There’s irony in a former newspaper hack driving that agenda, but as I say, James Lyons is usually the first to see where the story is going and make sure he’s in right place for it. From my vantage-point as a corporate consultant, I’m not at all surprised that big companies are looking with interest at the way he drove the Whitehall communications operation to retool for the AI age.
The success or otherwise of that Lyons communications agenda is hugely more important than a single advisor’s job – if Government can’t communicate effectively to the population it governs, policies become much harder to deliver. Because democratic governments ultimately rely on consent and co-operation, not coercion, to get things done. That’s an overlooked lesson of the pandemic, incidentally. Lockdowns – for better or for worse – happened not because people were forced to stay indoors for fear of prosecution. They happened because people were persuaded to do so. Communications isn’t – just – “spin”. It can have true power.

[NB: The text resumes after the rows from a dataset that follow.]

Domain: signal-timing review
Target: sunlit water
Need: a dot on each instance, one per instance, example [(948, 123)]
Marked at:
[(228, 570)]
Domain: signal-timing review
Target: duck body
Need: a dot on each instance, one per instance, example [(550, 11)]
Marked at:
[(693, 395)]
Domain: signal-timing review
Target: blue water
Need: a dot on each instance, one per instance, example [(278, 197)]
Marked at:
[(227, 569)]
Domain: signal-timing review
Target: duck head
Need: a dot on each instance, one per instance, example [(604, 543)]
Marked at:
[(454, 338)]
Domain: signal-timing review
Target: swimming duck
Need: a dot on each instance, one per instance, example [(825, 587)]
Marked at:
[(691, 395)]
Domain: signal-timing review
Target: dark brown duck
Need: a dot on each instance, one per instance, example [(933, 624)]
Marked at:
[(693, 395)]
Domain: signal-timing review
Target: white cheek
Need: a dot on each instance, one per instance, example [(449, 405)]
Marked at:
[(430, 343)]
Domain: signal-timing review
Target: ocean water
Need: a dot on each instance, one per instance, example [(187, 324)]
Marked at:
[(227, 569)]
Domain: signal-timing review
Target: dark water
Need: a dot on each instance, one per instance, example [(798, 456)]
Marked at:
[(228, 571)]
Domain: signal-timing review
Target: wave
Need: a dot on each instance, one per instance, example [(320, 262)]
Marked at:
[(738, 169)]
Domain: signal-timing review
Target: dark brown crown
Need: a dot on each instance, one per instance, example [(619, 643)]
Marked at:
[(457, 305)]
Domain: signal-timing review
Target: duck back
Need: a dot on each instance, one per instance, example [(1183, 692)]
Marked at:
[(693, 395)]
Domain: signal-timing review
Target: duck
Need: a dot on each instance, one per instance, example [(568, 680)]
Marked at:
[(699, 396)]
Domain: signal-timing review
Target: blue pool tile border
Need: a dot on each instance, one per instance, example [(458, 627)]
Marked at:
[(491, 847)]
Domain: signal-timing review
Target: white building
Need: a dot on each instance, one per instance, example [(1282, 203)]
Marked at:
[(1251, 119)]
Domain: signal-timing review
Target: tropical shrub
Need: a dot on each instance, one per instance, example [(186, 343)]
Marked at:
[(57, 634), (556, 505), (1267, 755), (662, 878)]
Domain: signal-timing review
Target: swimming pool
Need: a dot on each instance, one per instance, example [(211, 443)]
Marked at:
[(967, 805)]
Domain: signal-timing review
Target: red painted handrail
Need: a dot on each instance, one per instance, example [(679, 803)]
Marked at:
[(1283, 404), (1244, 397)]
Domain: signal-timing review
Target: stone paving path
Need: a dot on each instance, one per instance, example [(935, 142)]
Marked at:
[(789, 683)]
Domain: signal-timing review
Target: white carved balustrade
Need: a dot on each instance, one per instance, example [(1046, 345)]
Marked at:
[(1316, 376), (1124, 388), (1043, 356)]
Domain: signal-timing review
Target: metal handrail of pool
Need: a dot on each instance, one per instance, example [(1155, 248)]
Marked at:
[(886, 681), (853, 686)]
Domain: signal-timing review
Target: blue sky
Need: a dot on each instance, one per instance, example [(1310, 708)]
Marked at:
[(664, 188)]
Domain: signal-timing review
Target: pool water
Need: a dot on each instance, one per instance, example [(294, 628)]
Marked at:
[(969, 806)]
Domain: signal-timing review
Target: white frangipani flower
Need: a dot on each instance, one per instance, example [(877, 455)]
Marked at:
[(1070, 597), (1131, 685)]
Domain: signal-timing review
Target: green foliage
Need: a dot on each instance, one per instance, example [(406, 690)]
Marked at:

And obviously, it also matters for politicians’ careers too. If you can’t tell and sell a convincing story about yourself, what you’re doing and why, you’ll always struggle for popularity and struggle to persuade the electorate about your policies.
Which, of course, brings us around to Keir Starmer. As James Lyons ends his gap year in No 10, the Prime Minister will soon have had four communications directors in barely 15 months in office. Good luck to the next one in telling that story.